Earlier this year, Adobe made a big stir by acquiring Macromedia. The point of the acquisition, it can be argued, was Macromedia's Flash, the rationale being that Flash is delivering on the promise of what's possible through the Internet. While dynamic Flash applications from banking to insurance to digital photos have been spawning all over the Internet, it appeared that Microsoft was too focused on search, XML, and .NET to notice this revolution.
Guess again.
Microsoft recently announced a new product called Expression Sparkle Interactive Designer, which is one of three products in the upcoming Expression family. The other two are Expression Acrylic Graphics Designer (an illustration and graphics design tool) and Expression Quartz Web Designer (a tool for designing Web sites).
All That Glitters Is Not Flash
Acrylic Product Manager Forest Kay describes Sparkle this way: "Sparkle Interactive Designer is a bridge product between the graphics illustrator, creating drawings with Expression Graphics Designer, and the application developer using Visual Studio 2005." Through Sparkle, designers can create graphically pleasing interactive experiences in a common format shared with the programmers.
At a recent conference, Microsoft Senior Vice President Jim Allchin delivered something unexpected and exciting—a version of Microsoft's new Windows Presentation Foundation (WPF) running in Apple's Safari on a Mac. Next, he took the presentation and ran it in Internet Explorer 7, and then he wrapped up the presentation running WPF on a mobile phone. The version of WPF he was running is a stripped-down version called Windows Presentation Foundation Everywhere (WPF/E), which has many of the bells and whistles you'll find in the full WPF for Windows Vista. What WPF/E doesn't have is support for 3D, hardware accelerators, and some of the high-end features that only power developers really want in Windows Vista.
The core of WPF/E is XAML (pronounced ZAM-ul), the XML presentation language for WPF graphics, with JavaScript providing interaction. This means that WPF/E can use Acrylic Graphic Designer illustrations and many of the features within Sparkle.

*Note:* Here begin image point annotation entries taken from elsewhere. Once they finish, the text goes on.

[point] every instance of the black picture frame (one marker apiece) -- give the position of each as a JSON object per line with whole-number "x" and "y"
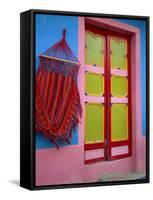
{"x": 27, "y": 99}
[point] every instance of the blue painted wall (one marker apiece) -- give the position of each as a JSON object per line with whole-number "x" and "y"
{"x": 141, "y": 24}
{"x": 49, "y": 31}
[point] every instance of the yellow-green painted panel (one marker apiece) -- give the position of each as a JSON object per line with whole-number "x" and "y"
{"x": 119, "y": 122}
{"x": 94, "y": 84}
{"x": 94, "y": 46}
{"x": 94, "y": 123}
{"x": 119, "y": 86}
{"x": 118, "y": 53}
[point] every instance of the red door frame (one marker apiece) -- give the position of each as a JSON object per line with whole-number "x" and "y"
{"x": 108, "y": 144}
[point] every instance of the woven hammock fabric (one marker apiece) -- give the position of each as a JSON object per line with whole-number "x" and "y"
{"x": 58, "y": 105}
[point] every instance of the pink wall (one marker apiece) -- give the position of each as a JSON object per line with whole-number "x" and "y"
{"x": 67, "y": 164}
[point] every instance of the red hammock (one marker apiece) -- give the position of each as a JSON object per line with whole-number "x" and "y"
{"x": 57, "y": 98}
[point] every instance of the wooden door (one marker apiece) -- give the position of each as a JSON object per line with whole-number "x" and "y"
{"x": 107, "y": 96}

Allchin believes that Microsoft is "light-years ahead of anyone else in this space." By "anyone else," he indirectly refers to two technologies: Macromedia's Flash and SVG. In many ways, Allchin's comment is more rhetoric than fact. Many of the features built in Macromedia's Flash 8 mirror those of the preview version of WPF/E. On the other side of the coin, Apple has been stoically working to add SVG support to Safari. Both of these technologies compete directly for WPF/E space.
On the whole, the Flash development community is treating the new WPF/E solution from Microsoft with a certain amount of skepticism. Theodore Patrick, founder and acting CEO of IFBIN Networks and a prominent Flash evangelist, puts it pretty strongly: "The WPF/E initiative is very similar to the threat posed by SVG. SVG had WC3 standards support [and] Adobe's financial backing, but failed to compete with Flash. The Macromedia Flash Player is widely deployed, backwardly compatible, cross-platform, cross-device, and is available today. In the end, Flash will continue to be the gold standard for interactive development because it works."
WPF/E is certainly an interesting new technology. There's no doubt that the new Web is going to be all about presentation, whether you choose Flash, WPF/E, or SVG. At this time, the only real loser is good old-fashioned HTML.